Answer Writing Practice for UPSC IAS Mains Exam: Paper - III (General Studies – II) - 06 September 2018

Answer Writing Practice for UPSC IAS Mains Exam

UPSC Syllabus:

  • Paper-III: General Studies -II (Governance, Constitution, Polity, Social Justice and International relations)

Q. “The Indo-US relationship has been found to be evolving continuously in the recent past but it is not free from challenges”. Comment (250 words)

Model Answer:


  • Why in news?
  • Evolving Indo-US relations and the prospects
  • Associated challenges
  • What should the two nations do?
  • Conclusion

Why in news?

The inaugural India-US 2+2 dialogue between the foreign and defence ministers of the two countries is scheduled for 6 September in New Delhi. It is also the 10th anniversary of India receiving a waiver from the full-scope safeguards condition of the Nuclear Suppliers Group (NSG). 

Evolving Indo-US relations and the prospects

  • The NSG waiver and the subsequent India-US nuclear deal were the most important milestones in the transformation of this bilateral relationship.
  • The inaugural India-US 2+2 dialogue between the foreign and defence ministers of the two countries is another significant step in the same journey.
  • The strategic and defence relationship is underpinned by a common threat in the rise of an authoritarian China that doesn’t hesitate to flout global rules of engagement and aims to upend the US-led global order. US appreciate the role of India in putting up a joint counter to China’s rise.
  • The centrality of India in America’s “Free and Open Indo-Pacific” strategy has been clearly recognized in the National Security Strategy and National Defense Strategy documents of US. The decision to rename the Pacific Command to Indo-Pacific Command was also a symbolic recognition of India’s importance to the evolving American worldview.
  • The resumption of the quadrilateral dialogue between India, the US, Japan and Australia, and US aligning its views with India’s on China’s belt and road initiative (BRI)—signals that India-US Indo-Pacific cooperation has never had greater momentum.
  • There is significant trade and economic cooperation between India and the US as highlighted by the fact that India has a surplus of $23 billion in trade with America.

Associated challenges

  • The US’ CAATSA (Countering America’s Adversaries Through Sanctions Act) law, threatens sanctions against India if the latter goes ahead with its decision to purchase the S-400 surface-to-air missile systems from Russia.
  • US President’s decision to jettison the Iran nuclear deal and reimpose sanctions on Iran and secondary sanctions on entities doing business with Iran has raised uncomfortable questions for India.
  • US walking out of the UNFCCC’s COP21 Paris Agreement on climate change have drawn worldwide criticism.

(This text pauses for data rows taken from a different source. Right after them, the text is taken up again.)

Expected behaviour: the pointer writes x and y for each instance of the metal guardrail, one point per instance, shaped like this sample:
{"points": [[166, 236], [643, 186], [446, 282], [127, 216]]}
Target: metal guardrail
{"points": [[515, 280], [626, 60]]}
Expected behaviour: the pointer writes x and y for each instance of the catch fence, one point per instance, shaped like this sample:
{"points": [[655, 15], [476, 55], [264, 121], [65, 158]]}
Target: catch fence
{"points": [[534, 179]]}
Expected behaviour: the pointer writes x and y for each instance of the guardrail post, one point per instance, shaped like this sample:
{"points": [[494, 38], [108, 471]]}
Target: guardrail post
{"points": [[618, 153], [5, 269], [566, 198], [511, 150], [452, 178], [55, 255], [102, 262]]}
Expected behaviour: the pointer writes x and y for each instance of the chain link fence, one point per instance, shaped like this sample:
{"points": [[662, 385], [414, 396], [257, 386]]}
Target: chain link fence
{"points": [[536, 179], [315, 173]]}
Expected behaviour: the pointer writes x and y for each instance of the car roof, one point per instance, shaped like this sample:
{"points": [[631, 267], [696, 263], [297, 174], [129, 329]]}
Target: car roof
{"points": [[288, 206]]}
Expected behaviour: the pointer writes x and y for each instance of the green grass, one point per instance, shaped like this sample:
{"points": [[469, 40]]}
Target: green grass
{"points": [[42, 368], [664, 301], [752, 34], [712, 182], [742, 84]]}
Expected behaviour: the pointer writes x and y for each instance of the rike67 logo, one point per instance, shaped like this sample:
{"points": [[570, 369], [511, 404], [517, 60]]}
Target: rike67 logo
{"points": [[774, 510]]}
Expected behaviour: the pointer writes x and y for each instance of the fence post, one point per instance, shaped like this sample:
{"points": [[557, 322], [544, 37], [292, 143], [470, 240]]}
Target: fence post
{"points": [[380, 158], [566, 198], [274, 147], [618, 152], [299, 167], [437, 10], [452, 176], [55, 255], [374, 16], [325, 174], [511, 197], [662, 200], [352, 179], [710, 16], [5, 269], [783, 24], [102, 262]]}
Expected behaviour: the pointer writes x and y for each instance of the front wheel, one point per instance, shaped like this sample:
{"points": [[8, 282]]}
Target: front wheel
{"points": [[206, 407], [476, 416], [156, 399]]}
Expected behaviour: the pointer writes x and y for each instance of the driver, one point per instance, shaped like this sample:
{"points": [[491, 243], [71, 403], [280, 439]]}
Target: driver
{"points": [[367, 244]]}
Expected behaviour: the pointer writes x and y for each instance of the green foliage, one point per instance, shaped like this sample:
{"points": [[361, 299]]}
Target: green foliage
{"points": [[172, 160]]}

India is still an active participant of it. If India somehow expresses its displeasure for the US move, it adversely impacts the bilateral relations between the two nations.
  • There are areas of cooperation that US President appreciates, like defence sales, and there are those he doesn’t, like H-1B visas for Indians.
  • During the ongoing 2 + 2 dialogue, India and the United States are in a deadlock over contentious trade issues after US is pressing India for additional imports to wipe off the trade surplus that India enjoys.

What should the two nations do?

  • The 2+2 dialogue allows the two nations to exchange frank views on various issues. For example – Iran and Russia will definitely figure in the discussions. It is important for both parties to be pragmatic. India has no reason to back away from the S-400 deal with Russia. The India-Russia defence relationship is a legacy of history that cannot be dismantled in a jiffy. Moreover, the operational superiorities of S-400 compared to whatever the US can provide are also well noted. Though India has been provided with a waiver from Caatsa, US would still be very concerned if India purchased major systems from Russia.
  • Geography makes Iran important to India. The oil imports can be curbed, but Iran is still India’s only viable route to Afghanistan and Central Asia. US should acknowledge this and allow flexibility to India in this case.
  • India should keep hammering the China factor and thus prop up the defence and strategic pillar of Indo-US relations.
  • Instead of pressing India for additional imports to wipe off the trade surplus that India enjoys, US should adopt a soft approach giving India good deals to level the trade deficit.


The US has already invested significantly in India and its rise. It should remind itself of the driving factors that led it to make India such an important partner. India should also understand that notwithstanding the churn in the global order—the rise of China and America’s withdrawal—the US remains its most important strategic partner. Such awareness on both sides will help keep the bilateral engagements anchored in realism.